Member of the Minnesota Senate from the 20th district
- In office January 7, 2003 – March 2, 2012
- Preceded by: Charles Berg

Member of the Minnesota House of Representatives from the 15B district
- In office January 7, 1997 – January 6, 2003
- Preceded by: Roger Cooper
- Succeeded by: Lyle Koenen

Personal details
- Born: November 12, 1943 Fort Dodge, Iowa
- Died: March 2, 2012 (aged 68) Saint Paul, Minnesota
- Party: Minnesota Democratic-Farmer-Labor Party
- Spouse: Patricia
- Children: 3
- Alma mater: Minnesota State University, Mankato Luther Theological Seminary
- Occupation: pastor, legislator

= Gary Kubly =

American politician (1943–2012)

Gary W. Kubly (November 12, 1943 - March 2, 2012) was a Minnesota politician and a member of the Minnesota Senate who represented District 20, which includes portions of Big Stone, Chippewa, Kandiyohi, Lac qui Parle, Lincoln, McLeod, Meeker, Renville, Swift and Yellow Medicine counties in the west central part of the state. A Democrat, he was first elected to the Senate in 2002, and was re-elected in 2006 and 2010. Prior to that, he served in the Minnesota House of Representatives representing the old District 15B from 1997 to 2003.

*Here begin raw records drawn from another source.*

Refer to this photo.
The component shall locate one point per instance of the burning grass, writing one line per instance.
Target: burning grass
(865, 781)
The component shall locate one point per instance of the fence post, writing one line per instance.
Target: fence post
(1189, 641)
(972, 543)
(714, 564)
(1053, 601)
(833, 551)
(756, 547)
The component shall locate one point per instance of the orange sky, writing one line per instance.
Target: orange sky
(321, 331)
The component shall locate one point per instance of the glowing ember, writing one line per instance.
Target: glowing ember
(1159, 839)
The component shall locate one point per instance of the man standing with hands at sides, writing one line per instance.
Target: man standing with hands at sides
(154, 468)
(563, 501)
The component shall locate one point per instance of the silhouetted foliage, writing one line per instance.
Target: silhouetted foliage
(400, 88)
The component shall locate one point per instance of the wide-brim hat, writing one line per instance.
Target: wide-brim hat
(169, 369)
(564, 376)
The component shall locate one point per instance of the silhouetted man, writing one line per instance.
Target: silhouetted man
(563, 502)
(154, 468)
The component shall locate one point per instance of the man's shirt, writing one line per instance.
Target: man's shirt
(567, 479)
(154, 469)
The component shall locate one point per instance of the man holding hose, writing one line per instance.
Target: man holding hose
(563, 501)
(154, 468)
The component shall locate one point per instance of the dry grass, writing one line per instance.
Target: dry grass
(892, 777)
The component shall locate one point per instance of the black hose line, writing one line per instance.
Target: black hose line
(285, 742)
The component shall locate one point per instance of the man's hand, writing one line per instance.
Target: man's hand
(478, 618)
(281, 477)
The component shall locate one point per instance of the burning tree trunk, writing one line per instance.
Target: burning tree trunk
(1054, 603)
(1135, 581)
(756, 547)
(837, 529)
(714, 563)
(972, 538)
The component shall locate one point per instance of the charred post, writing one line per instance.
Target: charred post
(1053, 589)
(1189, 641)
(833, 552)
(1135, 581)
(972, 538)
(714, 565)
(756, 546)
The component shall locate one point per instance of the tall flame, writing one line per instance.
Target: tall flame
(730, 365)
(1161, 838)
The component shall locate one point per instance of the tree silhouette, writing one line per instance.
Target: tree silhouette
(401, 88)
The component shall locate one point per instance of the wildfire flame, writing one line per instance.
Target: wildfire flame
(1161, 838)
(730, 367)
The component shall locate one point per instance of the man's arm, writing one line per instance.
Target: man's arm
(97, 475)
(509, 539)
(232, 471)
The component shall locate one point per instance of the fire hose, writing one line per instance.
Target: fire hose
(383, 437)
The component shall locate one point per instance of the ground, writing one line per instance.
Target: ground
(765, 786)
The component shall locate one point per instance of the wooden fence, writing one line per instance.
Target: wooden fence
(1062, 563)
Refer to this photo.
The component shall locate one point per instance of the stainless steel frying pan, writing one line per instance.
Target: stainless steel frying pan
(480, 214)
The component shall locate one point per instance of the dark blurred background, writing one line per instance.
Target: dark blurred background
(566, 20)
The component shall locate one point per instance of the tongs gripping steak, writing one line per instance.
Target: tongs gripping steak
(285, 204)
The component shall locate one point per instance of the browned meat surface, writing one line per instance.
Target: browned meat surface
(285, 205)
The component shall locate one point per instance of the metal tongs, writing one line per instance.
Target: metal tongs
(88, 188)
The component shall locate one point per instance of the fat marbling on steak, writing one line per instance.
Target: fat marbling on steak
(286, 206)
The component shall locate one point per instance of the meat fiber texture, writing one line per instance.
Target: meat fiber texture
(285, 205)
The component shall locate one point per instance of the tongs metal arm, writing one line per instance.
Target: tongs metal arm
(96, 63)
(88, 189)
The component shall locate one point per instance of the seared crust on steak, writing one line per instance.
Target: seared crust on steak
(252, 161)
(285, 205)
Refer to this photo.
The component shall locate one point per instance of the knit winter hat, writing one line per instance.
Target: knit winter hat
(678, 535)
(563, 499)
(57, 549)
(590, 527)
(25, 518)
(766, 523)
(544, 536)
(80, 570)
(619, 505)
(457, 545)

Kubly was a member of the Senate's Agriculture and Veterans Committee and Capital Investment Committee. He also serves on the Finance subcommittees for the Agriculture and Veterans Budget and Policy Division, the Economic Development and Housing Budget Division, the Environment, Energy and Natural Resources Budget Division, the Environment, Energy and Natural Resources Budget Division-Energy Subdivision (which he chairs), and the State Government Budget Division. His special legislative concerns include agriculture, rural communities, rural education, rural health care, rural transportation, energy, jobs, and education.

Kubly obtained his B.A. degree from Minnesota State University, Mankato. He also served in the United States Air Force from 1966 to 1968, during which time he worked in the research division of the School of Aerospace Medicine. After serving as a public school teacher from 1968 to 1970, he went on to Luther Theological Seminary, where he obtained his M.Div. degree. A Lutheran pastor, he and his wife, Patricia, are the parents of three children.

In 2010, Kubly was diagnosed with amyotrophic lateral sclerosis or Lou Gehrig's disease. On February 29, 2012, he was admitted to Regions Hospital in Saint Paul during a "medical crisis" and was listed in "critical condition." He died on Friday, March 2, 2012.